Judging by the popularity of Comedy Central’s BattleBots, the BBC’s Robot Wars, and TLC’s Robotica, mechanized combat remains one of the most engrossing — and enduring — spectator sports on television. Something about mechanical monstrosities fighting each other to the death still manages to engross a massive cross-section of the TV-viewing populous. But unlike, say, football, soccer, tennis, or any other sport, robot battles are an event that’s remain relegated to the realm of TV: the logistics engineering a ‘bot, finding a worthy competitor, and safely facing off against one another presents an insurmountable challenge to even the sport’s most ardent fans. Or, at least it did.
MekaMon, the product of startup Reach Robotics, is in many ways the embodiment of battle robot fanatics’ dreams: a fully articulated, remote-controlled robot that engages enemies in combat. Unlike the robots on TV, though, the “losers” of battles escaped unscathed. And combat’s just the start of what they’re capable of.
Thanks to infrared camera arrays, robots react appropriately when shot.
Reach Robotics is the brainchild of Silas Adekunle, a 25-year-old Nigerian who immigrated to the United Kingdom at the age of 11 and taught himself robotics. It’s already attracted impressive venture capital pedigree — the team of engineers, game designers, computer vision Ph.D.s, and experts from Airbus and Aston Martin have attracted the backing of firms including London Venture Partners, Qualcomm Ventures, Passion Capital, Techstarts, Hardware Club, and Iglobe Partners. That early momentum means that MekaMon, Reach Robotics’ first product, won’t go the traditional crowdfunding route — rather than launch on Indiegogo or Kickstarter, it will ship directly to customers in the coming months.

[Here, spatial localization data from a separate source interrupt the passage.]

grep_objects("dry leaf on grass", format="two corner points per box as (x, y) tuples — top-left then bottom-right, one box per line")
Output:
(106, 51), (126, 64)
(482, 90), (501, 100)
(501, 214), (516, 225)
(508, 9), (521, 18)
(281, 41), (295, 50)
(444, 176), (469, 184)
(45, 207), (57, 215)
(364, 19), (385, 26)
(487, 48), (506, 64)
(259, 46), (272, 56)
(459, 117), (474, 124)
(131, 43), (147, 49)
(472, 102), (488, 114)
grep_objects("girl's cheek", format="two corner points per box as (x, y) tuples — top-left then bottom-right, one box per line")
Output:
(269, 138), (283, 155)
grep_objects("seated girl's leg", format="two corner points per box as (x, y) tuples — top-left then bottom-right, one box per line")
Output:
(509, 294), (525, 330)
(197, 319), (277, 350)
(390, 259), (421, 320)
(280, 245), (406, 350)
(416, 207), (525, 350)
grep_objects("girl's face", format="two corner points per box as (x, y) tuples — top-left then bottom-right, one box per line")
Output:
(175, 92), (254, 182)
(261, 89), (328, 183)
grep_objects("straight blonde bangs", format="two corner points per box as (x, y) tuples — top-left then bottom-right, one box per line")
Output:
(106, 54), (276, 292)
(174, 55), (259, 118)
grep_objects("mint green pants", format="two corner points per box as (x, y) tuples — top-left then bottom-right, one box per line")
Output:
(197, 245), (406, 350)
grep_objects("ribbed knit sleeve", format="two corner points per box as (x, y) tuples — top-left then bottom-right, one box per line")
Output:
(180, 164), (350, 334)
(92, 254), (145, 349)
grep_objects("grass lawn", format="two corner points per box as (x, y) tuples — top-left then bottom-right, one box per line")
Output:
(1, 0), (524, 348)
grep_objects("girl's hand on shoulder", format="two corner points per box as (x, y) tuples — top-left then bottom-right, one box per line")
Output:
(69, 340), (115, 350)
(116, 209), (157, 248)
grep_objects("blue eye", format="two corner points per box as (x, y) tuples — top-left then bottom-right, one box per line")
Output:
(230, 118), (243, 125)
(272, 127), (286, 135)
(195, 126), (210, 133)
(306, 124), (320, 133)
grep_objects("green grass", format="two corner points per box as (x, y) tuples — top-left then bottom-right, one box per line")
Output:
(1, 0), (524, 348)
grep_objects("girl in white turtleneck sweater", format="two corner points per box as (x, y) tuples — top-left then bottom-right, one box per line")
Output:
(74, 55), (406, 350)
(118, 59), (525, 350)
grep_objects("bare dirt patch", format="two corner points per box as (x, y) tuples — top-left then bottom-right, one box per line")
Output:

MekaMon robots, the result of more than three years of research and a 27-stage iterative development process, are insectoid in appearance. Put simply, they look like giant plastic spiders that’d give any arachnophobe nightmares for weeks. More than 10 individual motors drive the four “legs,” each capable of 30 degrees of freedom, that facilitate forward, backward, and diagonal movement. They do more than just move: A customizable range of parameters let the MekaMon robots trot, crawl, waddle, and perform dozens of canned taunt animations designed by a former Industrial Light and Magic animator who worked on the Transformers film series.
One of the MekaMon’s headlining features is a battle mode, Last Man Standing, that pits up to four of the ‘bots against each other. Before the match begins, contenders select offensive and defensive abilities via the MekaMon companion app, using a smartphone. Then, they swap their bots’ snap-on physical armaments — a railgun for a laser, for instance, or a shield for a weapon — to their liking. Finally, once the battle begins, they fire at will, maneuvering their MekaMon robots behind chairs, tables, and any other real-world objects that present an opportunity for cover.
Thanks to infrared camera arrays, robots react appropriately when shot, fidgeting after sustaining a blows from barrages of bullets and mimicking electrocution when zapped with an energy beam. When a victor emerges — when an opponents’ in-app health bar reaches zero, that is to say — the losing robots’ mechanical legs fall limp and twitching to the ground.
“We’re bringing back a childhood curiosity.”
For those who don’t have MekaMon-touting friends handy, there’s a single-player campaign driven by a nifty bit of augmented reality. The mode tasks MekaMon pilots with destroying an invading force of aliens visible in the smartphone app. As they progress through waves of enemies, they earn points and upgrades they can spend on special abilities and digital items that fortify health, improve recovery times, and boost weapon damage.
The team’s already hard at work on peripherals and add-ons. But they insist MekaMon won’t become a battle of pocketbooks, so to speak, rather than skill. “It’s not pay to win,” Adekunle told Digital Trends. “We’re giving players more options.”
And he stresses that the ‘bots do more than battle. “We’re bringing back a childhood curiosity,” Adekunle said. “It harkens back to a time when kids played with sticks and turned the living room duvet into a fortress. I think we’ve lost that in the digital age, and we’re basically trying to bring it back.” To that end, the Reach Robotics team is finalizing a software development kit (SDK) that will let amateur roboticists to program their own routines.
“We want people to be able to learn to program with this,” Adekunle said. “We want to make the experience educational.” He expects it to become available later this year.
“At the root of everything we build is the premise that gaming is an experience that goes beyond a screen. We imagine a world where things come to life in front of you,” said Adekunle. “Our inspiration came from building robots in STEM classes with underprivileged students in the U.K..”
MekaMon starts at $330, up to $600 for a pack of two. They last an hour on a charge, weigh about 2.2 pounds, and are expected to begin shipping in January.